Negara Indonesia tidak menyerap hak untuk diam dari Miranda Rules secara murni bahkan dalam KUHAP tidak tertulis secara eksplisit diakuinya hak untuk diam bagi terdakwa dan tersangka. Oleh karena itu dapat dilihat bahwa hal ingin dicegah oleh adanya hak untuk diam dalam Miranda Rules akan sering terjadi dalam praktik hukum acara pidana Indonesia dan meningkatkan kesempatan penegak hukum Indonesia bertindak semena-mena tetapi selain itu juga dapat menghambat penyidik mengungkap suatu perkara pidana.[10] Sebagai salah satu contoh dapat dilihat dari kasus Muhammad Fikry bersama tiga temannya yang diduga terlibat tindakan pembegalan terhadap Darusma Ferdiansyah. Roji seorang perwakilan dari keluarga terdakwa mengatakan bahwa terjadi tindakan kekerasan dilakukan oleh pihak kepolisian dengan menodong pistol, menendang, menyeret, dan memukuli terdakwa agar mengakui perbuatannya. Pihak kepolisian terlebih lagi dituduh melakukan salah tangkap karena Muhammad Fikry mengatakan bahwa dia tidak melakukan pembegalan melainkan sedang menawarkan bantuan kepada korban.[11] Kasus tersebut menunjukkan bahwa terdakwa tidak memiliki hak untuk diam bahkan melalui intimidasi secara fisik dipaksa untuk menjawab dan mengakui perbuatan yang disangkakan kepada terdakwa.

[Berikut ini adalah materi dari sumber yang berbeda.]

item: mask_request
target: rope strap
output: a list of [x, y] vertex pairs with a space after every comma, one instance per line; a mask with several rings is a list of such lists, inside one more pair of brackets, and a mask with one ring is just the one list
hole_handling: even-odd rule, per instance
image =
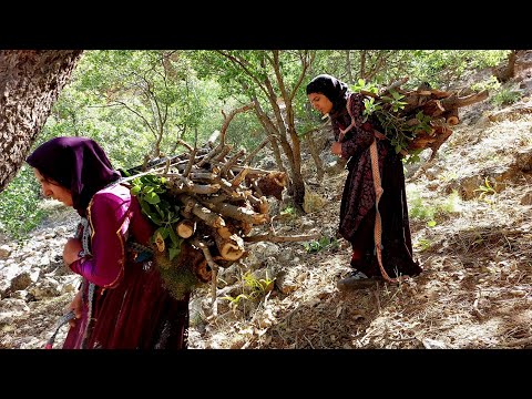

Prinsip dan asas hukum acara pidana dalam prakteknya masih sering dilanggar mengakibatkan hak untuk diam bagi terdakwa dan tersangka diabaikan. Prinsip hak untuk diam dalam Miranda Rules adalah prinsip perlindungan terhadap tersangka khususnya perlindungan dari intimidasi dan penyiksaan oleh penyidik, baik itu secara fisik maupun psikis. Keberadaan hak untuk diam masih menimbulkan kebingungan dan keraguan oleh para ahli hukum maka dari itu dibutuhkan sebuah pasal dalam KUHAP yang mengatur hak untuk diam secara eksplisit.[12] Kebutuhan pengaturan hak untuk diam secara eksplisit didukung dengan adanya Pasal 90 RUUKUHAP. Artinya hak untuk diam memang sudah ditoleransi dan menjadi perhatian oleh pembuat undang-undang agar menjadi salah satu hak terdakwa yang harus dilindungi. [13] Oleh karena itu, dapat disimpulkan bahwa Indonesia sebagai negara hukum yang menjamin hak asasi manusia dalam proses penangkapan, penahanan, dan interogasi hak tersangka seharusnya dapat mempertimbangkan pengaturan terkait hak untuk diam bagi terdakwa dan tersangka secara eksplisit. Dengan adanya hak untuk diam bagi tersangka yang diatur secara eksplisit dalam KUHAP maka diharapkan dapat lebih menjamin hak tersangka dari tindakan yang semena-mena dari penegak hukum.
Dasar Hukum:
- Undang-Undang Republik Indonesia Nomor 8 Tahun 1981 tentang Hukum Acara Pidana (Lembaran Negara Republik Indonesia Tahun 1981 Nomor 76, Tambahan Lembaran Negara Republik Indonesia Nomor 3209).
Referensi:
[1] Indra Karianga, Pidel Kastro Hutapea, Prinsip Miranda Rules “The Right to Remain Silent” Dalam Perspektif Perbandingan Hukum, Media Iuris Volume 2-Nomor 3, Oktober 2019, halaman 394.
[2] Ibid.
[3] M. Sofyan Lubis, Prinsip “Miranda Rule” Hak Tersangka Sebelum Pemeriksaan (Yogyakarta: Pustaka Yustisia, 2010), halaman 15.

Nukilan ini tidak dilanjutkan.